Special Issue "Green Chemistry for Nanoparticle Synthesis"

A special issue of Nanomaterials (ISSN 2079-4991). This special issue belongs to the section "Energy and Catalysis".

Deadline for manuscript submissions: closed (15 September 2021) | Viewed by 7221

Special Issue Editors

Dr. Robert Wojcieszak
E-Mail Website
Guest Editor
Centre National de la Recherche Scientifique (CNRS), University of Lille, Centrale Lille, Villeneuve-d'Ascq, France
Interests: hybrid catalysis, nanomaterials, selective oxidation, biomass valorization, biorefineries
Special Issues, Collections and Topics in MDPI journals
Prof. Dr. Mohamed Nawfal Ghazzal
E-Mail Website
Guest Editor
Laboratoire de Chimie Physique, CNRS, Univ.

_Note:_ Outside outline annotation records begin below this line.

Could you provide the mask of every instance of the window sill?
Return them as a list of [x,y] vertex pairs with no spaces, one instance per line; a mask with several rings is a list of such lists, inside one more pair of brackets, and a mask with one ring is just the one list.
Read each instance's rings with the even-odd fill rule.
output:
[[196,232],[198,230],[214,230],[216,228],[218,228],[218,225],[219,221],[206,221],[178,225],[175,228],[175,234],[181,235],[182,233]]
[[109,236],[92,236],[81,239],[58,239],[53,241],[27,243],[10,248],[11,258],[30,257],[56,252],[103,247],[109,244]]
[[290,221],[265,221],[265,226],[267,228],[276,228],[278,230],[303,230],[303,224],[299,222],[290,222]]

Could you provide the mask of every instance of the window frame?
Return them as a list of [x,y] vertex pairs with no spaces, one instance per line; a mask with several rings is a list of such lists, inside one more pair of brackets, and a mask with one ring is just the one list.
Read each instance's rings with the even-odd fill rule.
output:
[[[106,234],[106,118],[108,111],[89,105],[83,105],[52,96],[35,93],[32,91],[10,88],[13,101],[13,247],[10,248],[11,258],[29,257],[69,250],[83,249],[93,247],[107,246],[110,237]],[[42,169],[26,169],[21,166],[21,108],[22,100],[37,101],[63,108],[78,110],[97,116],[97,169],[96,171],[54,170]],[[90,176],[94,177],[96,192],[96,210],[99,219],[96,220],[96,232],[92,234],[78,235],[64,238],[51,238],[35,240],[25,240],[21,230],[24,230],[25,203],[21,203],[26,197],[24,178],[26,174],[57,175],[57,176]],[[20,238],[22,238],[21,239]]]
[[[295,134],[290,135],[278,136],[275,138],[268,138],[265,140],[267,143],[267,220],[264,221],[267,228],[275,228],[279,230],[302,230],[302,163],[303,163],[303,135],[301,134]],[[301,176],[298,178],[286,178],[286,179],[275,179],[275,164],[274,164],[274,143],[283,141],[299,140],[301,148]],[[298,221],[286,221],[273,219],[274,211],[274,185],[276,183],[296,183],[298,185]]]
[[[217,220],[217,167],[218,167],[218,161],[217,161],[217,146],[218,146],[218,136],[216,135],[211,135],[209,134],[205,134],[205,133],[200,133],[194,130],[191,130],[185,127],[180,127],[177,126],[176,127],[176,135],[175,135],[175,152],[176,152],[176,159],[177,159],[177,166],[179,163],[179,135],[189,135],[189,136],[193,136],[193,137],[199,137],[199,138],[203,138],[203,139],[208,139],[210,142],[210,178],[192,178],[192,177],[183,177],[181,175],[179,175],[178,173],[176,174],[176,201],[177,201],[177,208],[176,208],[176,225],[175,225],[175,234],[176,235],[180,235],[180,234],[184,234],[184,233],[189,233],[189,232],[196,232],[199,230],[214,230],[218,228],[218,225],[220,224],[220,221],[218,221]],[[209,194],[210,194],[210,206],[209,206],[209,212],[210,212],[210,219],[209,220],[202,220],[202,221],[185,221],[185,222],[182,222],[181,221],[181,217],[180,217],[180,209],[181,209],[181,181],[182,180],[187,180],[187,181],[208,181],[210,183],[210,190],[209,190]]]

Paris-Sud, Université Paris-Saclay, 91405 Orsay, France
Interests: Porous materials; photocatalysis; Coating; sol-gel; Solar fuel

Special Issue Information

Dear Colleagues,

Metallic nanoparticles exhibit unusual optical, thermal, chemical and catalytic properties due to the combination of large proportion of high-energy surface atoms as compared to the bulk materials. Synthesis of metal nanoparticles has received considerable attention in the past two decades in view of the potential application for these materials to many industrial applications especially in pharmaceutical, optical, photochemical and chemical processes. There are generally two routes for preparation of very small metallic particles: top-down and bottom-up. Top-down methods reduce macroscopic particles to the well divided nanoscaled particles while bottom-up methods start with atoms that aggregate in solution or even in the gas phase to form particles of desired structure and morphology. Top-down processes are hardly suited for preparing particles with uniform shape. However, bottom-up routes are much better for generating uniform particles with distinct size, shape and structure. Several methods exist to synthetize finely divided metallic particles. But very often, harsh conditions or toxic solvents and precursors are used. Currently new greener methodologies are developed which permit to obtain metal nanoparticles with narrow size distribution and controlled morphology. These methods are based on the Green Chemistry principles focused on the tendency to realize free-pollution synthesis or perform synthesis with only few amounts of pollutant agents, using safe and renewable products and low energy demand.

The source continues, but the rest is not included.